You can read my review of Sarah's' latest novel here.



What are you reading now?


I am in the middle of Ian Rankin’s A Question of Blood and I turn to Ian Rankin’s back catalogue whenever I am trying to draft something new – I find his Rebus’ series peerlessly instructive. He should have been knighted for services to fellow authors, not least to literature at large, decades ago!










What are you reading next?


Next up is Vladimir by Julia May Jonas.


It has been recommended by a close friend whose tips are consistently brilliant so...













What’s the first book you remember reading?


Hard to say -- I was an avid reader from a really early age. I think the better question – for me – is what book first made a real impression and that was Roll of Thunder, Hear My Cry by Mildred D. Taylor.


I think I read it aged 9 or 10.


An extraordinary book that taught me so much at exactly the right age. I think it should be a curriculum text.




What book made you love reading?


Hmm – again, so hard to say. I was a born reader. The minute I discovered books, I stopped talking! And trust me, I can talk... my parents joke books were the babysitter they never knew existed. I adore losing myself in a book. I much prefer it to film/television (although I love those too.) But I don’t like my imagination being prescribed for me, if that makes sense. I won’t watch a film until I’ve read the book first and got my own picture of it all in my head. 



What book can you always re-read?


A Fine Balance by Rohinton Mistry. My favourite book of all time. Whenever I return to it, I am moved in a different, but equally impactful way. 












What book do you think is under-rated?


As above. In terms of Indian fiction, people tend to eulogise Vikram Seth and Arundhati Roy over Rohinton Mistry. Both amazing authors but for me, not quite as transcendental as Mistry. 



What book makes you cry?


As above. And tons of others – The Grass is Singing by Doris Lessing, Roll of Thunder Hear by Cry and the sequel Let the Circle Be Unbroken... I could go on.


Bits of the Anne of Green Gables series also make me weep!


Oddly enough I rarely cry in reality.
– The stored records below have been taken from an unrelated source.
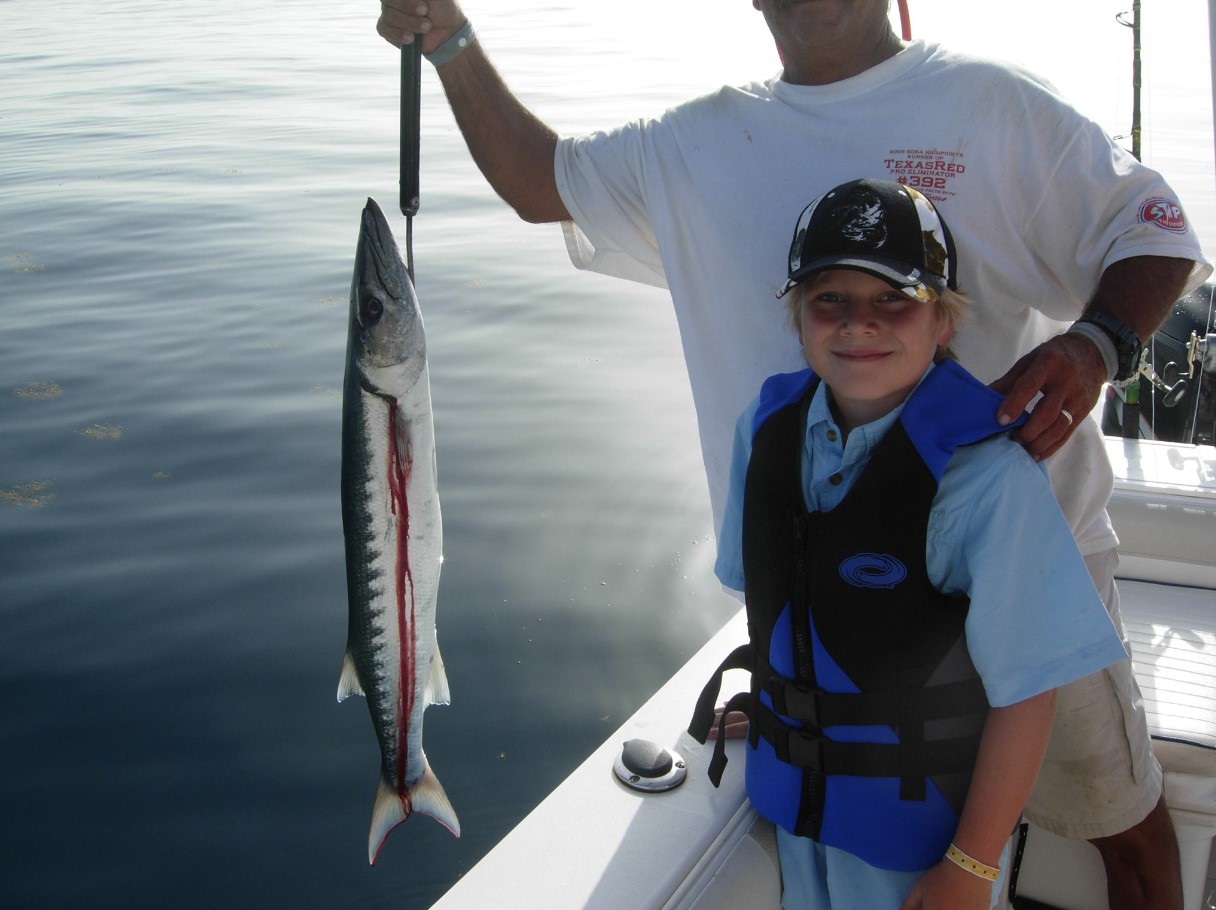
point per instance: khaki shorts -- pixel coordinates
(1099, 775)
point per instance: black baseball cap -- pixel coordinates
(880, 228)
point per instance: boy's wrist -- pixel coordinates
(968, 863)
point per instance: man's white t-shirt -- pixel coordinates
(704, 200)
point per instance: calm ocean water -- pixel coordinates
(179, 201)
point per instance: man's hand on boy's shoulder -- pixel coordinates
(1069, 372)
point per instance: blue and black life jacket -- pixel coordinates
(865, 708)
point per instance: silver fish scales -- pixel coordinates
(393, 529)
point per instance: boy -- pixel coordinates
(913, 593)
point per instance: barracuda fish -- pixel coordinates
(392, 527)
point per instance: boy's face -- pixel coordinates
(868, 342)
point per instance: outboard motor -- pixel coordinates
(1172, 395)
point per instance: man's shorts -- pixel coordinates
(1099, 775)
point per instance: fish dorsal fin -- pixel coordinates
(437, 681)
(348, 683)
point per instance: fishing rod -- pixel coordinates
(906, 20)
(411, 135)
(1121, 18)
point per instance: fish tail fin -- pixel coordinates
(348, 683)
(388, 812)
(437, 681)
(426, 796)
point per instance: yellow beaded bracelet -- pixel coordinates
(972, 865)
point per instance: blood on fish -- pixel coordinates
(398, 483)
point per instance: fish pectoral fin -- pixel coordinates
(428, 797)
(437, 681)
(348, 683)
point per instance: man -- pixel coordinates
(1057, 226)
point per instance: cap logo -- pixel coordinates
(862, 222)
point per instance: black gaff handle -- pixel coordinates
(411, 105)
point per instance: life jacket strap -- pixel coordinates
(806, 747)
(741, 702)
(893, 707)
(741, 658)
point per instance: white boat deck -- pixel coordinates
(595, 844)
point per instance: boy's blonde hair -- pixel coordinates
(951, 308)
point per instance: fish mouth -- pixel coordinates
(377, 258)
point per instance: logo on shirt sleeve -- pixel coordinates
(1164, 213)
(873, 571)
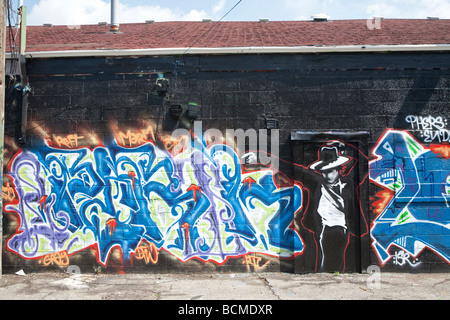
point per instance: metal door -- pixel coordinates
(332, 169)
But the waterworks are running in seconds in a fictional context! 







What book makes you laugh?


I recently read Lessons in Chemistry by Bonnie Garmus which, whilst not a “funny” book per se, made me laugh out loud many times. Her delivery is absolutely peerless. There are some passages in Harlan Coben’s back catalogue – the opening chapter of Stay Close, for example – which, whilst also not a “funny” book by any means, is delivered similarly brilliantly. For me, humour always comes down to the dialogue. Lots of Ian Rankin’s Rebus/Clarke dialogue is also funny even when it is staged in a mortuary. 








What book do you think everybody should read?
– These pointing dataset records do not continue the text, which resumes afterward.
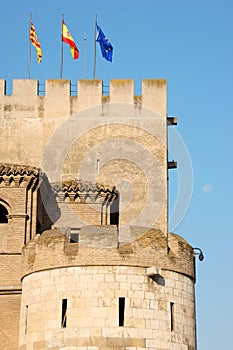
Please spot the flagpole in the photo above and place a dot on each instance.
(29, 47)
(95, 22)
(61, 59)
(84, 56)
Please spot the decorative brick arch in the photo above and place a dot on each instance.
(4, 211)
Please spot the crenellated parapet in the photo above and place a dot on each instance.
(57, 101)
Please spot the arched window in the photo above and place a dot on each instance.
(3, 214)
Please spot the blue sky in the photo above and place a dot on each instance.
(190, 43)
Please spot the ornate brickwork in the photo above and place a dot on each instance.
(92, 266)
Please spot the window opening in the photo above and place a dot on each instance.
(114, 212)
(172, 316)
(121, 311)
(26, 318)
(3, 214)
(74, 234)
(64, 313)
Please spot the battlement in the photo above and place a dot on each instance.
(58, 101)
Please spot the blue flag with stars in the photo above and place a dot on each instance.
(105, 45)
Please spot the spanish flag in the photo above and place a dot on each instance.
(35, 42)
(67, 38)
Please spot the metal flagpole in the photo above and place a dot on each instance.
(95, 22)
(61, 59)
(29, 47)
(84, 56)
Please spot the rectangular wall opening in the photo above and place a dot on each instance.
(172, 316)
(26, 318)
(121, 311)
(64, 313)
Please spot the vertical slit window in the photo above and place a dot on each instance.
(172, 316)
(121, 311)
(3, 215)
(26, 318)
(64, 313)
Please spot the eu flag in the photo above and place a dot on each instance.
(105, 45)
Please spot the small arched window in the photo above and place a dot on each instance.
(3, 214)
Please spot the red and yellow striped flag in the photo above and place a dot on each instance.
(67, 38)
(35, 42)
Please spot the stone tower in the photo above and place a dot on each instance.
(83, 200)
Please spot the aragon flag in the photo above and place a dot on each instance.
(35, 42)
(67, 38)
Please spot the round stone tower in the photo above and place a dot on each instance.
(90, 191)
(132, 296)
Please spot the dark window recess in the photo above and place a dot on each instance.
(26, 318)
(114, 212)
(74, 234)
(64, 313)
(121, 311)
(3, 214)
(172, 316)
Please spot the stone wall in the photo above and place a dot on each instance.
(93, 280)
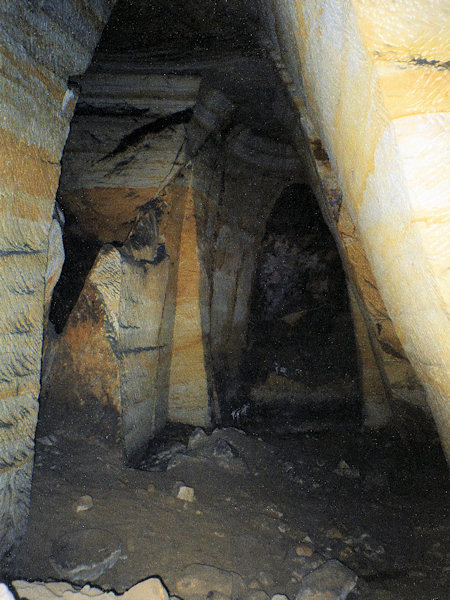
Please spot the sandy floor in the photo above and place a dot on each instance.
(269, 510)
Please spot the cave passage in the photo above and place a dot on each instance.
(201, 407)
(301, 365)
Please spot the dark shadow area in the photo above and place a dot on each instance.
(80, 255)
(301, 365)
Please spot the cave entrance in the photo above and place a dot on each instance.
(215, 514)
(301, 366)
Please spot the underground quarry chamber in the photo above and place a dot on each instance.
(226, 364)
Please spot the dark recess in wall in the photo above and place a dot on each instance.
(80, 255)
(300, 328)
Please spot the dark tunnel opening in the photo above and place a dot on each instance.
(301, 363)
(289, 492)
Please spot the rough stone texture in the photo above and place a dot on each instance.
(126, 144)
(253, 169)
(36, 107)
(331, 581)
(386, 146)
(150, 589)
(198, 581)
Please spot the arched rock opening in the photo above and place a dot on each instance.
(178, 247)
(301, 362)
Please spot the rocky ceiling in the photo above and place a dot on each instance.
(187, 27)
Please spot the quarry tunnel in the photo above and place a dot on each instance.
(225, 258)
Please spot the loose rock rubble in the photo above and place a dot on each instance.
(228, 516)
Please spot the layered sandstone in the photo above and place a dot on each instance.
(36, 108)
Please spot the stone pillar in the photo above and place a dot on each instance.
(370, 86)
(36, 109)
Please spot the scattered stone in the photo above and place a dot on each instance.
(222, 449)
(84, 503)
(165, 458)
(150, 589)
(203, 581)
(48, 440)
(197, 438)
(184, 492)
(265, 579)
(304, 550)
(254, 584)
(345, 470)
(334, 534)
(82, 556)
(331, 581)
(256, 595)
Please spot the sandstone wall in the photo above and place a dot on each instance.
(370, 80)
(36, 106)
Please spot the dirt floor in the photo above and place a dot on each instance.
(269, 508)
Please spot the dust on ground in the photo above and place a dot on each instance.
(268, 508)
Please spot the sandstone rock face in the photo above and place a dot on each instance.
(388, 163)
(178, 320)
(127, 142)
(33, 91)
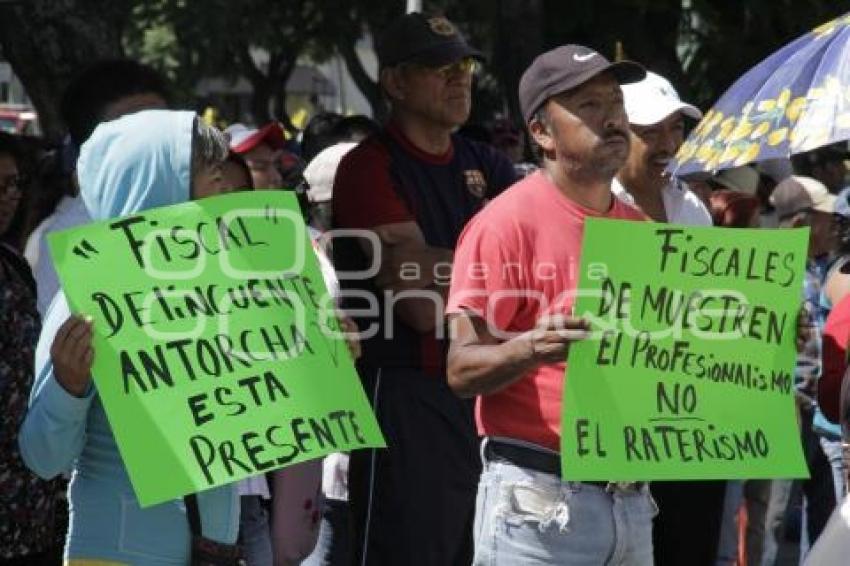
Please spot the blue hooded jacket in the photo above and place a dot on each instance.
(137, 162)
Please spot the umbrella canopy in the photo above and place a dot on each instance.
(794, 101)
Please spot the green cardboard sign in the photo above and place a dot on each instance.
(217, 356)
(690, 374)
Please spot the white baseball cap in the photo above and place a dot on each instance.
(653, 99)
(321, 170)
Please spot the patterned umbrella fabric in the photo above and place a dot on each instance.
(794, 101)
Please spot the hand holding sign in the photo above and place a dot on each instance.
(72, 355)
(550, 340)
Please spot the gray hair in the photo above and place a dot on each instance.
(209, 147)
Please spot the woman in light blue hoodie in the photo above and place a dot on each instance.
(140, 161)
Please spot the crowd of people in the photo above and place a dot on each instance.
(433, 210)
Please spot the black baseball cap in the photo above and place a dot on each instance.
(422, 39)
(565, 68)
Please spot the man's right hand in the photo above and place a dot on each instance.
(72, 355)
(550, 339)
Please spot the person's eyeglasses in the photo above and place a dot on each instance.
(465, 66)
(10, 185)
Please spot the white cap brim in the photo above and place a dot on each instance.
(647, 112)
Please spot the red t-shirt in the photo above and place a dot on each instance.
(516, 261)
(836, 333)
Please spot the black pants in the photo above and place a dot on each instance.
(687, 529)
(413, 503)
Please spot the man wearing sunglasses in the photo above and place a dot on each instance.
(409, 190)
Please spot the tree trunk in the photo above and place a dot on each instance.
(48, 41)
(364, 82)
(519, 41)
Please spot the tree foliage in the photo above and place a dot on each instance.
(701, 45)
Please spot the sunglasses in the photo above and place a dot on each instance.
(465, 66)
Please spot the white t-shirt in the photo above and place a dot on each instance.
(680, 203)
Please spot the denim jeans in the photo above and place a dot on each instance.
(254, 533)
(833, 452)
(528, 517)
(333, 548)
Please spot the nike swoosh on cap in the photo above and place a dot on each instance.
(583, 58)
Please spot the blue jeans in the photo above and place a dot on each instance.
(333, 548)
(833, 452)
(528, 517)
(254, 533)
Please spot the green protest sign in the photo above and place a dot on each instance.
(217, 351)
(690, 374)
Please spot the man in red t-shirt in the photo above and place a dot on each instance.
(513, 286)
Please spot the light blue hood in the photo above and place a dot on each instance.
(137, 162)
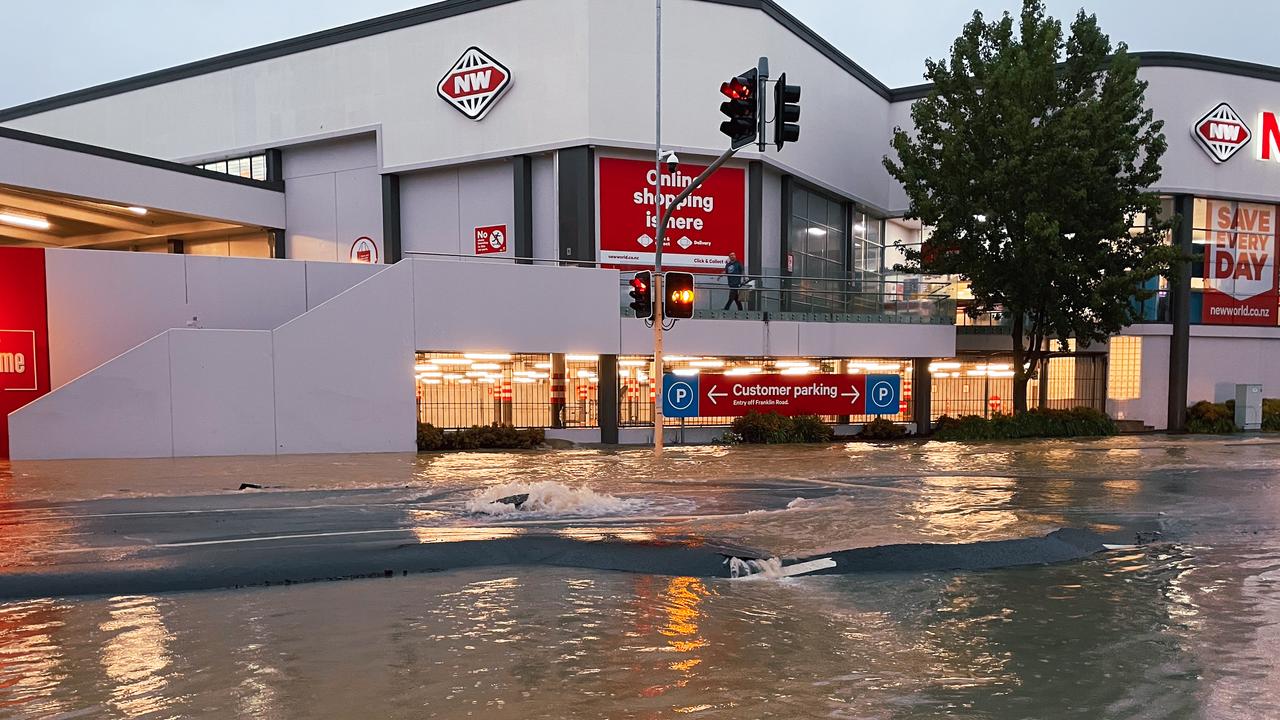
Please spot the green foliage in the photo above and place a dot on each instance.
(1078, 422)
(881, 428)
(479, 437)
(1211, 418)
(810, 428)
(771, 428)
(1031, 160)
(1271, 415)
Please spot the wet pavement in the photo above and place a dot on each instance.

Roll of Thunder Hear my Cry – I’m getting repetitive now, aren’t I?! But I truly believe in the lessons of that book. And whilst I didn’t “enjoy” it per se, I do think the lessons of Lisa Taddeo’s Three Women are critical in this day and age. Novel-length non-fiction representations of female sexuality and desire are pushing boundaries that really should never have existed in the first place. 






What’s the last book you wrote?


The last book I wrote is coming out in January 2023. It’s the start of a series of thrillers featuring an investigative journalist (rather than detective or lawyer!) 
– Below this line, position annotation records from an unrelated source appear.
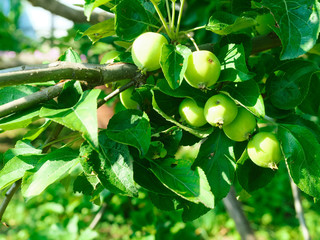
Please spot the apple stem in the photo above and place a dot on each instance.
(193, 41)
(173, 6)
(162, 18)
(193, 29)
(169, 14)
(179, 17)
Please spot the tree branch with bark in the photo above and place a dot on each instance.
(72, 14)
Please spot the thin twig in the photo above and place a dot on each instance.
(93, 74)
(235, 211)
(31, 100)
(139, 78)
(299, 210)
(8, 196)
(99, 216)
(52, 137)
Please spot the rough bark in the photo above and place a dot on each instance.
(74, 15)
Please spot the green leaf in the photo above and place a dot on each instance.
(9, 94)
(70, 56)
(20, 119)
(192, 211)
(289, 85)
(233, 64)
(81, 117)
(16, 167)
(112, 165)
(302, 154)
(176, 174)
(83, 185)
(131, 127)
(224, 23)
(250, 176)
(100, 30)
(248, 95)
(49, 169)
(164, 203)
(36, 132)
(216, 158)
(311, 103)
(240, 6)
(90, 5)
(174, 61)
(200, 132)
(131, 19)
(145, 178)
(298, 25)
(22, 147)
(185, 90)
(70, 95)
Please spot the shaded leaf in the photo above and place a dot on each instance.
(16, 167)
(233, 64)
(100, 30)
(131, 19)
(131, 127)
(174, 61)
(51, 168)
(289, 85)
(302, 154)
(81, 117)
(224, 23)
(216, 158)
(112, 165)
(176, 174)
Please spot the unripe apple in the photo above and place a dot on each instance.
(220, 110)
(146, 51)
(203, 69)
(241, 127)
(127, 101)
(263, 23)
(264, 150)
(192, 113)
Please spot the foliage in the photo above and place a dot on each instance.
(137, 152)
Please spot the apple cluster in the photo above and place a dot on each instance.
(237, 123)
(221, 111)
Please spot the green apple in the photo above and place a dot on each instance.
(220, 110)
(126, 99)
(192, 113)
(203, 69)
(241, 127)
(264, 150)
(146, 51)
(263, 23)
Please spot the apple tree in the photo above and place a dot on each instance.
(237, 78)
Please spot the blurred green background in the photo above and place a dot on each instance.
(59, 213)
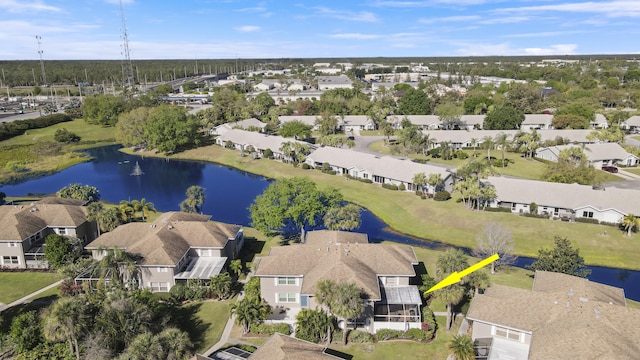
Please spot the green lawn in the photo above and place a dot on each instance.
(15, 285)
(447, 221)
(204, 321)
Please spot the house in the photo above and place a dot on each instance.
(562, 317)
(384, 273)
(246, 124)
(598, 155)
(378, 169)
(174, 248)
(536, 121)
(23, 229)
(632, 124)
(600, 122)
(334, 82)
(564, 201)
(250, 141)
(283, 347)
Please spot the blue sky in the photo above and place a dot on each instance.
(222, 29)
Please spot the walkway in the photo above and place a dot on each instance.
(3, 307)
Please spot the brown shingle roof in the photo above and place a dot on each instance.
(358, 263)
(282, 347)
(17, 222)
(564, 324)
(166, 240)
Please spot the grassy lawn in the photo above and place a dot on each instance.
(204, 321)
(15, 285)
(447, 221)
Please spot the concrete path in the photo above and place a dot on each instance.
(24, 299)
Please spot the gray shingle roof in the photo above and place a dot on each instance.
(568, 196)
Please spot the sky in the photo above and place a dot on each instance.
(228, 29)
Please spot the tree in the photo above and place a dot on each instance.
(169, 129)
(26, 331)
(344, 218)
(502, 140)
(67, 320)
(65, 136)
(314, 325)
(630, 223)
(496, 239)
(449, 262)
(562, 258)
(503, 118)
(462, 347)
(59, 251)
(195, 199)
(295, 202)
(131, 125)
(295, 129)
(414, 102)
(77, 191)
(249, 311)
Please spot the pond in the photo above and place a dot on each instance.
(229, 192)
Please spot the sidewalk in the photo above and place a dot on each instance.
(3, 307)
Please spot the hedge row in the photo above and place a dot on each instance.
(18, 127)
A political cluedo called Dirt, the book is set on a kibbutz in Israel in 1996. Cub reporter Jonny Murphy digs up more than just secrets when a body in chicken house number one turns up the heat under an age-old political conflict. I am hoping the reader gains a completely new perspective on the conflict itself whilst enjoying an alternative spin on the traditional whodunnit!


What are you writing next?


I am just about to type the words The End on the sequel to Dirt (excuse me while I hyperventilate!) With the working title She Disappeared, it takes reporter Jonny Murphy to Buenos Aires, Argentina, in 2001. A headless torso has washed up on the beach in La Plata – a gruesome echo of two decades earlier when the tide brought home hundreds of mutilated bodies thrown from planes during the Dirty War. They were called flights of death. Their passengers were known as the Disappeared. And Jonny is fighting to keep their memories alive.